Tudsbury sounded shaken and grave. Japanese heavy artillery was shelling downtown Singapore across the Johore Strait, the correspondent reported, killing hundreds of civilians each day. The enemy army was in plain sight on the far shore, making large-scale preparations to cross the water barrier. The military authorities now conceded (here Tudsbury’s voice sharpened) that Singapore’s one hope lay in letting the democratic world know exactly how desperate the situation was, since if help were ever to come, it had to come now.
Spruance and Pug Henry exchanged quizzical looks near the end, when Tudsbury said, “My American friends will forgive me if I quote one of the many gallows-humor jokes circulating here.
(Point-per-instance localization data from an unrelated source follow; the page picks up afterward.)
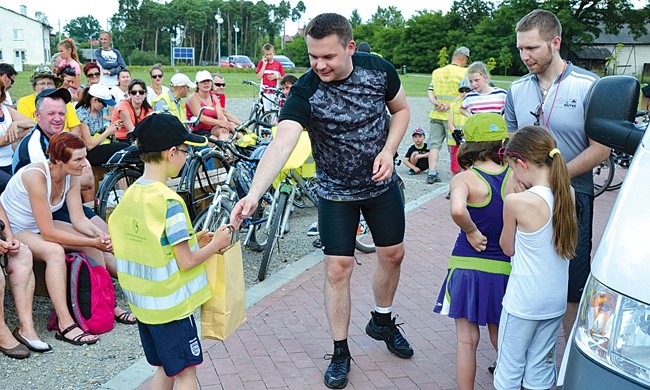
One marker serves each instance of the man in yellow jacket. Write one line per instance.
(443, 90)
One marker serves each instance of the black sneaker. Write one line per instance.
(391, 335)
(336, 376)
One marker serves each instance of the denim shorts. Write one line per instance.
(338, 221)
(174, 345)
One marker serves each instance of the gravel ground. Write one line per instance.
(87, 367)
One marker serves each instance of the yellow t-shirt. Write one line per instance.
(459, 120)
(27, 106)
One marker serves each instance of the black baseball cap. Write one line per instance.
(159, 132)
(60, 93)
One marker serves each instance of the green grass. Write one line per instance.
(415, 84)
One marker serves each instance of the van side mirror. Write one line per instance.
(611, 109)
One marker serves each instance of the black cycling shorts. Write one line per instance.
(338, 221)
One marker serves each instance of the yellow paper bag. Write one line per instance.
(226, 311)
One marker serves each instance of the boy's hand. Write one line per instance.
(477, 240)
(204, 237)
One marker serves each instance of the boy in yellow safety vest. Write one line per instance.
(159, 256)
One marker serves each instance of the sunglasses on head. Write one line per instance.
(503, 153)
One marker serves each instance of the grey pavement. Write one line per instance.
(283, 342)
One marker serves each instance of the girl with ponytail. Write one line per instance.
(540, 232)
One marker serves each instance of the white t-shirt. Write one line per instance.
(538, 283)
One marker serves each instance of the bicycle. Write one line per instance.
(259, 114)
(197, 183)
(606, 176)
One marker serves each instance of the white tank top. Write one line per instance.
(538, 283)
(6, 152)
(15, 199)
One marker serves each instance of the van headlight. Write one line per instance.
(614, 330)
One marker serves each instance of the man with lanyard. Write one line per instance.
(554, 96)
(344, 102)
(174, 100)
(443, 90)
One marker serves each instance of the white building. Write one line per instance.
(23, 40)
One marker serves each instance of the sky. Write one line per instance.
(106, 8)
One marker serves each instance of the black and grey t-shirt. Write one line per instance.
(348, 124)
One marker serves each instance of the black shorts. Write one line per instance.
(338, 221)
(174, 345)
(580, 266)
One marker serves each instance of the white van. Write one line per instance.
(609, 347)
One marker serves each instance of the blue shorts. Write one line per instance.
(338, 221)
(174, 345)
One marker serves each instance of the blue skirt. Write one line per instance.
(474, 295)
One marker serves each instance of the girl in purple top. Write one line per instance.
(478, 269)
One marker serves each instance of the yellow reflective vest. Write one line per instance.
(157, 290)
(445, 82)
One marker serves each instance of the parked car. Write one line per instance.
(239, 62)
(608, 347)
(286, 62)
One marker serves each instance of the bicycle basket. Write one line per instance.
(127, 156)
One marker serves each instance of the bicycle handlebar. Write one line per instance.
(227, 145)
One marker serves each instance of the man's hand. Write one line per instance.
(382, 168)
(242, 210)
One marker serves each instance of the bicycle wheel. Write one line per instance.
(364, 242)
(218, 218)
(622, 162)
(260, 228)
(205, 175)
(263, 130)
(274, 234)
(112, 188)
(603, 175)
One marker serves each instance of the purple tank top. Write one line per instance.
(488, 219)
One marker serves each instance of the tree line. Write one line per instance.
(144, 30)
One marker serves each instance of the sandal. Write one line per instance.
(124, 318)
(77, 339)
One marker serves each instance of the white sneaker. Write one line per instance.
(313, 229)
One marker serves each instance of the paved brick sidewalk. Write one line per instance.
(283, 342)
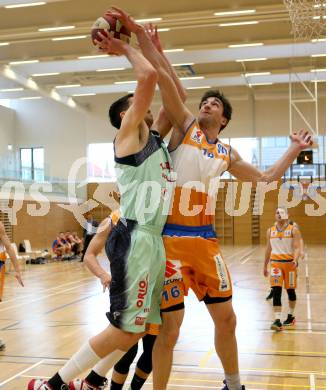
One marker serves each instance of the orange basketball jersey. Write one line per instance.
(198, 164)
(281, 243)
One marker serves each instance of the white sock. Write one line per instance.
(79, 362)
(278, 315)
(105, 364)
(233, 381)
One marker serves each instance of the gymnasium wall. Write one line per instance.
(42, 231)
(7, 137)
(65, 133)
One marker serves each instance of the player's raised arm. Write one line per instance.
(247, 172)
(177, 112)
(296, 245)
(128, 138)
(268, 252)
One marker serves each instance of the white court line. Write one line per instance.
(46, 289)
(308, 295)
(21, 372)
(40, 299)
(312, 382)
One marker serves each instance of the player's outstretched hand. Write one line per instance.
(111, 45)
(18, 276)
(151, 30)
(265, 272)
(127, 20)
(105, 280)
(303, 139)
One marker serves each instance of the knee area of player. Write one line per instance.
(291, 294)
(277, 295)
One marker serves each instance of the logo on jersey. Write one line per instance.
(288, 233)
(273, 233)
(140, 321)
(221, 149)
(172, 271)
(142, 291)
(222, 274)
(275, 272)
(197, 135)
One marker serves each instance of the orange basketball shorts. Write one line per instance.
(196, 263)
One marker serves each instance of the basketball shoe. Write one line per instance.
(226, 386)
(277, 325)
(290, 321)
(42, 384)
(81, 384)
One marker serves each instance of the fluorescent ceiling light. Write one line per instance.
(184, 64)
(56, 28)
(31, 98)
(109, 70)
(318, 55)
(200, 87)
(258, 84)
(94, 56)
(247, 44)
(257, 74)
(148, 20)
(238, 23)
(67, 38)
(45, 74)
(125, 82)
(231, 13)
(172, 50)
(67, 86)
(11, 89)
(83, 94)
(23, 62)
(251, 59)
(192, 78)
(25, 5)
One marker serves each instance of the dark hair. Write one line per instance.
(227, 108)
(116, 109)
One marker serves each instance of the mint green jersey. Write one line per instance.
(145, 181)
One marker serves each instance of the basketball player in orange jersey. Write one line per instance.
(302, 255)
(283, 252)
(5, 247)
(192, 249)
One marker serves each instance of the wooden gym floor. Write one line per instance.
(62, 305)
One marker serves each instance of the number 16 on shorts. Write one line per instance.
(173, 294)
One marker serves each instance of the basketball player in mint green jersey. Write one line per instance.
(135, 245)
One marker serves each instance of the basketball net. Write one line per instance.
(308, 18)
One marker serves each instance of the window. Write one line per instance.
(32, 164)
(100, 162)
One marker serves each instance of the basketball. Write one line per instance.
(109, 25)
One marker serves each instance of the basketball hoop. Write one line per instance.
(308, 190)
(308, 18)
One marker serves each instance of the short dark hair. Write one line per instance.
(116, 109)
(227, 108)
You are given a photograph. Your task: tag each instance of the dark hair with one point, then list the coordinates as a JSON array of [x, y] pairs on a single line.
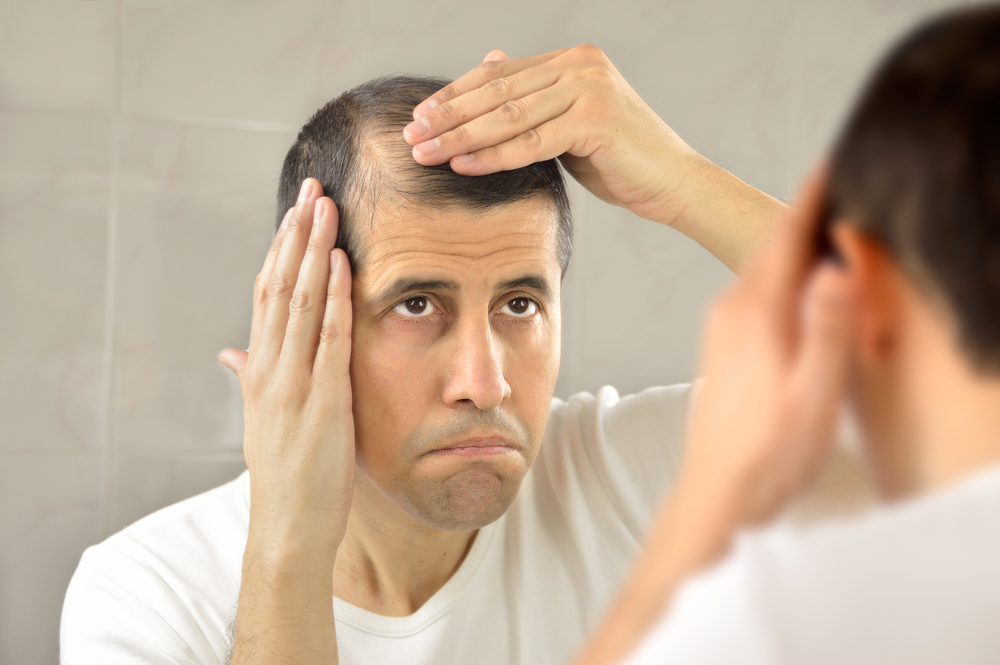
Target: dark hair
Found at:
[[354, 146], [918, 168]]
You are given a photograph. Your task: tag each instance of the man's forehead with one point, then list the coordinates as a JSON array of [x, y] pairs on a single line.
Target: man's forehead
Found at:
[[521, 236]]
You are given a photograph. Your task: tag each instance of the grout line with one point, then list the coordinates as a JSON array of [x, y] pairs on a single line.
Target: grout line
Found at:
[[107, 439], [210, 123], [794, 157], [262, 126]]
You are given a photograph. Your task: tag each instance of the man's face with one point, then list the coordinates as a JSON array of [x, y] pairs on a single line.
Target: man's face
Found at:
[[455, 356]]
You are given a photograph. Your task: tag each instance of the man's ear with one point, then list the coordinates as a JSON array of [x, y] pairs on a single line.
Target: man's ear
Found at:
[[873, 275]]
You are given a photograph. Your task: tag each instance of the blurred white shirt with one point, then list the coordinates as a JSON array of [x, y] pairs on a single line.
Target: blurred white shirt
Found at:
[[914, 582]]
It goes so: ‘Do you know where the American Navy is? Well, it can’t operate because it’s still under contract to Metro-Goldwyn-Mayer.’
“Still, whether relief comes or not, I still believe that the Europeans and the Asians of Singapore, rallying shoulder to shoulder, can themselves, even at this late hour, turn the tide and destroy the badly worn-down invaders. I will gamble my overstuffed old hide on this belief, but not the person of my daughter, Pamela, a clever and lovely young woman who assists me in my work. So off she goes tomorrow with the other women and children who are being evacuated. She told me a story not two hours ago that I want her to share with you. Here, then, is Pamela.”
With a strong effort of the wil
l, Pug kept his face calm and his attitude relaxed.
“My story is a short one.” The remembered husky sweet voice cut into him with a sensation of joy verging on agony. “For the past two weeks, I have been working at a troop hospital as a volunteer. Today a badly wounded man left his bed, took me aside, and gave me a thing called a Mills bomb. It’s a sort of grenade. ‘Ma’am, you’ve been very nice to us. If you think a Jap is about to rape you ma’am, he said, in a charming Aussie accent, his face calm and serious, ‘just pull the pin and you’ll know nothing more.’
“I have only one thing to add. I leave under protest. Good-night.”
“Good-night,” came the other voice, “from Alistair Tudsbury in Singapore.”
“There are interesting parallels, Henry,” said Spruance, reaching over and snapping off the radio, “between the battle problems in Malaya and Luzon. White garrisons plus mixed native troops defend water-girt land masses with Asian populations. An Asian invader advances on a north-south axis. The defenders execute a fighting fall-back toward a heavily armed island citadel in the extreme south. We seem to be doing a bit better with the problem than the British. After the war, it’ll be instructive to compare the campaigns in detail.”